L’affaire pourrait prêter à sourire si l’enjeu n’était pas si dramatique. À en croire des vidéos virales qui circulent sur Internet, le chanteur américain emprisonné R. Kelly, Beyoncé et le pape Léon XIV sont d’accord sur un point : le chef de la junte du Burkina Faso, le capitaine Ibrahim Traoré, est un dirigeant fantastique.
Des vidéos, visionnées plusieurs millions de fois, montrent le chanteur américain, actuellement emprisonné pour trafic sexuel, chanter depuis sa prison, au piano et les larmes aux yeux, une ode en anglais au capitaine Traoré, un homme « debout » qui « a tout risqué » et « se bat pour la paix dans sa terre natale ».
R.Kelly en prison, Beyoncé au soutien, le pape Léon XIV à la plume…
Dans une autre, on voit la star américaine, Beyoncé (ou une création qui lui ressemble vaguement) appelant à protéger le capitaine Traoré, « la voix des faibles » et « le capitaine de notre vaisseau ». Une autre encore montre le pape répondant à une supposée lettre du capitaine Traoré.
Ces images détournées sont la tête de pont d’une campagne de désinformation menée depuis plusieurs semaines par la junte burkinabè pour héroïser son chef, loin des violences djihadistes qui endeuillent son pays et de la répression des voix discordantes.
Mêlant propagande et contenus générés par intelligence artificielle (IA), elles se sont intensifiées depuis avril et ont été particulièrement relayées dans des pays anglophones d’Afrique de l’Ouest.
« Culte de la personnalité »
« Ces campagnes d’influence et de désinformation visent à étendre le culte de la personnalité autour du capitaine Traoré vers les voisins anglophones du Burkina Faso », explique un chercheur américain sous couvert d’anonymat.
Et à détourner l’attention de l’incapacité du leader de la junte, à tenir son engagement, pris en prenant le pouvoir par un coup d’État en septembre 2022, de reprendre le contrôle du pays en six mois face aux djihadistes affiliés à Al-Qaïda et à l’État islamique.
Parallèlement, des campagnes de désinformation sont apparues dans plusieurs pays anglophones africains après que le général américain Michael Langley, alors chef du commandement des Etats-Unis pour l’Afrique (AFRICOM), a accusé la junte de détourner les ressources minières pour financer sa sécurité.

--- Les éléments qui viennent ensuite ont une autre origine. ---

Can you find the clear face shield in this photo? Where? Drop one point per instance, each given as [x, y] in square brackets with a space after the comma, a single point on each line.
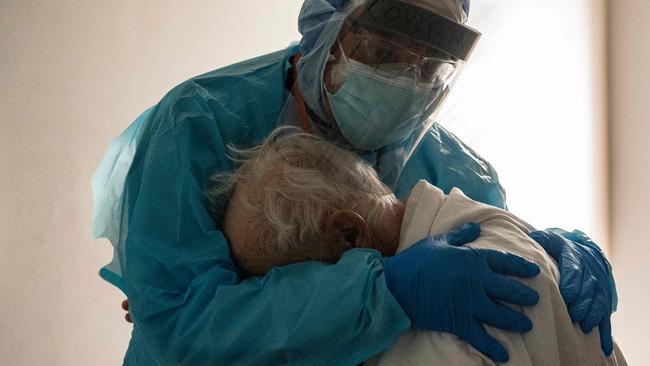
[389, 70]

Des propos dénoncés par les autorités burkinabè, mais aussi par leurs voisins et alliés du Niger et du Mali.
Une armée numérique
Des activistes et influenceurs anglophones, en Afrique et même aux Etats-Unis, ont relayé de la désinformation, notamment pour dénoncer Langley et magnifier Traoré.
Si « certains influenceurs se sont auto-saisis de cette campagne pour en faire un fonds de commerce, d’autres ont été contactés par le dispositif d’influence informationnelle de la junte », explique un spécialiste burkinabè en influence informationnelle, qui préfère garder l’anonymat pour raisons de sécurité.
Selon lui, la junte dispose de groupe de cyber-militants qui « fonctionnent comme une armée numérique » avec « à leur tête le militant Ibrahima Maïga, installé aux Etats-Unis ».
Des connexions russes
« Ils relaient un narratif anti-impérialiste, qui présente le capitaine Traoré comme celui qui va sauver le Burkina et l’Afrique du néocolonialisme de l’Occident, ajoute-t-il. Et leur narratif « arrange la Russie, qui l’amplifie à son tour ».
Retrouvez ici toute l’actualité internationale
« Certains rapports ont établi des connexions russes dans la récente poussée de ces opérations de désinformation », observe le chercheur américain, précisant que la campagne pro Traoré cible le Ghana et particulièrement le Nigeria, un géant dont la déstabilisation « aurait des effets significatifs sur la région ».
« Les médias au Burkina et au Togo ont accepté de l’argent d’agents liés à la Russie pour relayer ces campagnes », soutient le journaliste nigerian Philip Obaji, spécialiste des opérations d’influence russes.
La guerre de la désinformation
Au Burkina, la junte a chassé les médias internationaux du pays et les journalistes locaux s’autocensurent, craignant d’être arrêtés et envoyés au front pour lutter contre les djihadistes comme cela est arrivé à certains de leurs confrères.
Des Burkinabè de la diaspora s’efforcent de démentir le narratif de la junte, en relayant par exemple sur les réseaux sociaux les revendications d’attaques de groupes djihadistes.
Mais au Burkina, commenter ou partager ces publications est assimilé à une apologie du terrorisme, passible de peines d’emprisonnement de un à cinq ans.